A new way to analyze your personal chat history
In the last decade, I’ve sent and received over 460,000 messages—that’s an average of 126 messages per day! For photos, Google and Apple have both introduced a “Memories” features in their respective photo apps, which lets you look back on photos that the almighty machine learning algorithm has deemed meaningful to your life. Why not do the same for messages?
Inspired by Chandler’s similar project, for the last couple of months I’ve been working on an open source tool called Converscope (github, interactive preview). It pulls data from your Facebook chats and iMessages and shows you who you message the most—over the last year, particular time periods of your life, or over all time. You can drill down into a particular thread and see interesting metrics like
- a histogram of message counts per day
- the total number of characters sent per person (a proxy for how talkative each party is)
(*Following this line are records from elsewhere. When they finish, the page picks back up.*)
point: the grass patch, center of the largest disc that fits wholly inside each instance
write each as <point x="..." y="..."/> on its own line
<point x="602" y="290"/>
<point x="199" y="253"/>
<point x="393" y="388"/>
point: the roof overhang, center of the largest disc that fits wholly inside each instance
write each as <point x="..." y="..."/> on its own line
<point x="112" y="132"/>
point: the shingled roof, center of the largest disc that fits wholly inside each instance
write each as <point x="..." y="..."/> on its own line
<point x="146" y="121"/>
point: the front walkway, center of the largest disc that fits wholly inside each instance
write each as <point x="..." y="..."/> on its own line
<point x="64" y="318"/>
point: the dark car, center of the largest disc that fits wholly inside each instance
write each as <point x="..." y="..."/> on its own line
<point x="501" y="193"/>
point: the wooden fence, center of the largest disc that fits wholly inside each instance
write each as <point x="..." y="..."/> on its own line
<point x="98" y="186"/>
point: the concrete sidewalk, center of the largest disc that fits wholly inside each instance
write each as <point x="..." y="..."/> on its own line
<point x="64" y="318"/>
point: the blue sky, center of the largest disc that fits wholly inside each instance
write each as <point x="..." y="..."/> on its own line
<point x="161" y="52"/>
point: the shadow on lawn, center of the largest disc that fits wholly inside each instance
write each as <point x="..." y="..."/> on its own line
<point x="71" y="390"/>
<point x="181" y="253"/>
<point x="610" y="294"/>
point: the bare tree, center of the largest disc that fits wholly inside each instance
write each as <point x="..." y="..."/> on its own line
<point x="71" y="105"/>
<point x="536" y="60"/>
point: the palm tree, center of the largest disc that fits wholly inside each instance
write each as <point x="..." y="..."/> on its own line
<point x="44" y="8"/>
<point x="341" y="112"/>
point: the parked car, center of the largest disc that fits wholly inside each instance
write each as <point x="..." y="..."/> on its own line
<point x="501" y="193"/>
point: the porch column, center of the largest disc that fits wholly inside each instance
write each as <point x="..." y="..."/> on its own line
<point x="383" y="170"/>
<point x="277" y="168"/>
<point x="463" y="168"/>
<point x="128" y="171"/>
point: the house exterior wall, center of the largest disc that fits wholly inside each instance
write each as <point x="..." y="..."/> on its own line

- your longest streak and when it ended, a la Snapchat
- the most used emoji per person
- Blast From The Past™: a random, potentially cringy message from your past
- the TF-IDF top tokens for the person/group chat. TF-IDF stands for term frequency-inverse document frequency. It automatically surfaces the topics that you talk about a lot in this chat that you don’t talk about with other people/groups.
I’ve anonymized names and released an interactive preview at converscope.daylen.com, so you can browse around and see what it looks like. (Certain features such as Blast From The Past™ and TF-IDF Top Tokens are not available in the preview, for privacy reasons.) If you’re one of the top 20 people I message the most, you can try to figure out what SHA-1 hash you are 🙃. And as I mentioned, Converscope is open source, so you can run this analysis on your own data! Instructions are in the README, and please do let me know (e.g. via Twitter) if anything doesn’t work.
The rest of this post is split into two sections: Interesting Findings, where I talk about some of the interesting things I learned by poking around this data, and Building Converscope, which is about the visual and technical design decisions I made.
If you pop open converscope.daylen.com and flip over to the Group Chats tab, the first two chats you see are these mega-chats with over 20K messages each:
An artifact of the pre-Slack era, THE H@BMIND was the officer chat for Hackers at Berkeley, a club I joined as a wide-eyed freshman. We were primarily an educational club: we hosted events where we taught eager students things like how to build a web app, or how to use git. The chat was where we did event planning, and the ebb and flow of message counts corresponds to the school seasons—for example, lots of activity in fall 2013 and spring 2014 versus a drop in summer 2014. You can also see that the club never made a recovery from the summer 2015 slump: some of the more senior members graduated or moved onto TAing.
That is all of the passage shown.